筆やすずり箱、タバコなど愛したものを子供達は棺に入れるけれど。
本当に愛したものは私でしたね。あなた。
「夫婦として見られるのも今が限度で。俺が50歳の時、紫陽は33歳。60で43歳。70でまだ53歳。親子だって言われ続けるよ。それでもいい?」
「もちろんですよ! 周りが何と言おうが『高橋是也と高橋紫陽』の生活をしていきましょう!」
「うん」
「是也さんは最高ですよ。お父さんにも先生にも恋人にも夫にも友達にも兄にもなってくれる! そんな人是也さんしかいません!」
「あ……まあ。
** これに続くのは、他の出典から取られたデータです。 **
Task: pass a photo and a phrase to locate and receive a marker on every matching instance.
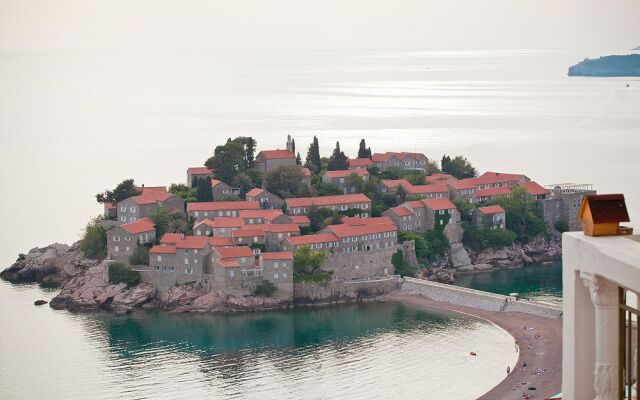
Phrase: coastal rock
(50, 266)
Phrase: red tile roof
(311, 239)
(220, 241)
(534, 189)
(163, 250)
(357, 221)
(192, 242)
(139, 226)
(229, 263)
(424, 189)
(346, 172)
(494, 191)
(234, 251)
(199, 171)
(300, 220)
(171, 238)
(360, 162)
(438, 204)
(343, 230)
(255, 192)
(491, 210)
(277, 255)
(223, 206)
(327, 200)
(247, 233)
(276, 154)
(401, 211)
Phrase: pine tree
(313, 161)
(338, 159)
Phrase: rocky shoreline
(84, 284)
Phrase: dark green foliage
(466, 209)
(121, 273)
(458, 166)
(561, 226)
(93, 244)
(480, 238)
(522, 215)
(363, 150)
(203, 189)
(266, 288)
(286, 181)
(430, 246)
(338, 160)
(306, 261)
(124, 190)
(140, 256)
(400, 266)
(313, 161)
(184, 192)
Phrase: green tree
(363, 150)
(93, 243)
(338, 160)
(313, 161)
(183, 191)
(458, 166)
(285, 181)
(401, 267)
(306, 261)
(203, 190)
(140, 256)
(121, 273)
(123, 190)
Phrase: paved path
(542, 354)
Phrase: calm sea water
(536, 282)
(359, 351)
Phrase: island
(609, 66)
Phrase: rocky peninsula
(609, 66)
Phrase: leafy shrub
(121, 273)
(140, 256)
(94, 241)
(401, 267)
(266, 288)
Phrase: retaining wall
(477, 299)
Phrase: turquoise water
(357, 351)
(537, 282)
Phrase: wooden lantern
(600, 215)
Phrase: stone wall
(477, 298)
(317, 292)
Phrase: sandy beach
(540, 348)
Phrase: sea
(73, 124)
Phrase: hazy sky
(323, 24)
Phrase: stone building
(343, 179)
(563, 204)
(148, 202)
(358, 201)
(194, 173)
(267, 200)
(123, 240)
(268, 160)
(215, 209)
(402, 160)
(220, 191)
(490, 216)
(360, 163)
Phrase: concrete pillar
(604, 295)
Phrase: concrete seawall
(477, 299)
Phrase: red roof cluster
(327, 200)
(223, 206)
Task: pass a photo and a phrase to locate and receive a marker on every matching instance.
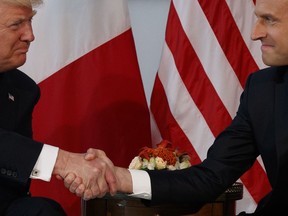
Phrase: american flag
(206, 58)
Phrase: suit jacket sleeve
(19, 152)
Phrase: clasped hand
(87, 175)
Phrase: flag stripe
(193, 75)
(194, 82)
(167, 124)
(229, 37)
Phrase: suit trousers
(32, 206)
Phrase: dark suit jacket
(259, 128)
(19, 153)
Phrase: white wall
(148, 20)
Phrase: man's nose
(258, 31)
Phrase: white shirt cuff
(45, 164)
(141, 184)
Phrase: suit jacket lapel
(281, 126)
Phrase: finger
(69, 178)
(80, 190)
(75, 184)
(59, 177)
(88, 194)
(94, 153)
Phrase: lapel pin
(10, 97)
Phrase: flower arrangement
(164, 156)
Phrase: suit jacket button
(3, 171)
(9, 173)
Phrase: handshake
(92, 174)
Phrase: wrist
(61, 163)
(124, 180)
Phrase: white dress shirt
(45, 164)
(141, 184)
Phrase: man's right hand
(96, 176)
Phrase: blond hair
(26, 3)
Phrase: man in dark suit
(21, 157)
(259, 128)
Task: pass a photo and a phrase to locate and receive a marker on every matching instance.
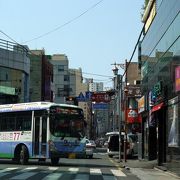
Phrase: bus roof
(31, 106)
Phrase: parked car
(113, 144)
(90, 147)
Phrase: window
(60, 67)
(66, 78)
(16, 121)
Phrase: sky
(93, 34)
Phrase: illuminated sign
(100, 97)
(177, 78)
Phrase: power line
(96, 74)
(9, 37)
(65, 24)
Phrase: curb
(164, 169)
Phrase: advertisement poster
(173, 133)
(177, 78)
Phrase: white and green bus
(41, 130)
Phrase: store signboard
(141, 104)
(133, 116)
(7, 90)
(133, 91)
(177, 78)
(100, 97)
(173, 124)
17歳も差があると確かに『お父さんごっこ』はやりやすいだろうね……」
「今度『息子』もやりますか!?」
「死んでもやりません」
ふふふふ。タカハシは笑った。
「紫陽。おいで」
「はい」
タカハシは自分の膝をポンポンと叩いた。
「膝の上に乗りなさい」
「はい!」
紫陽は是也の膝の上に座った。首に腕を巻きつける。
「死んだお父さんがよくやってくれたやつだ〜」
ピッタリと夫の身体に張り付く。
是也は紫陽の髪を撫でた。目尻を崩して笑った。
「……紫陽。大きくなったね」
「はい」
「たった10歳で紫陽を置いて天国に行ってしまってごめんね」
「いいよ。お父さん。10年分しっかり愛してくれたもの」
そのまま目を閉じてお互いの体温を感じ合う。
「紫陽」
「はい」
「あと何か俺にできる役割はある?」
「え?」
「結婚2年目が今日からスタートするし、やって欲しいことや、止めて欲しいことはない?」
紫陽はしばらく考えた。
「あ! あります!」
「うん。何でも言ってごらん?」
「今私たちって週1回か2回じゃないですかぁ」
!!!!!!!!
タカハシは急にソワソワし出すと紫陽を膝から下ろし明後日の方向を向いた。ズボンの裾を右手でやたら引っ張る。
高橋紫陽もうすぐ22歳。そんなことで遠慮しません。
夫の腕をぎゅうっとつかんだ。
「そこをね! 何とか『週7』にしてもらえませんかね!」
「死んじゃう! 心臓マヒで死んじゃう!!」
「え〜〜〜〜〜〜〜〜。17歳も若いお嫁さんを貰ったんだから頑張りましょうよ!」
「17歳も年上を旦那にしたんだからそこのところは我慢して!」
学校じゃあ『スカした鬼太郎』と呼ばれている夫の悲鳴を聞きながら、新妻は追い詰めるのである。
「是也さんのこと早くパパって呼びたいなあ♡」
「……………………」
とうとう夫が顔を背け、右手で口を覆った。
顔が赤くなってしまったのを隠そうとしているのだろう。まあ、無駄だ。
「『先生』も『友達』も『彼氏』も『夫』も『お父さん』も『お兄ちゃん』もこなしてきたんだから、次の役割は『パパ』ですよ! パパ!!」
妻にソファへ押し倒されてしまう。
口を隠した手を妻が引き剥がす。キスするためだ。
「あ……ちょ……ちょっとしよう……」
小さな声で抵抗されるが知りませーーん!!!
「子供12人目指して。今日も頑張りましょうね〜〜〜♡」
撃沈した。初めて会ったその日から、この子に勝てたことなんかない。高橋紫陽は高橋是也に圧勝し続けるのである。
(終)
お読みいただきありがとうございました!
❇︎与謝野晶子の本名は歴史的仮名遣いのため『与謝野志やう』が正式な書き方になります。本稿ではわかりやすさを優先し『志ょう』と記載しました。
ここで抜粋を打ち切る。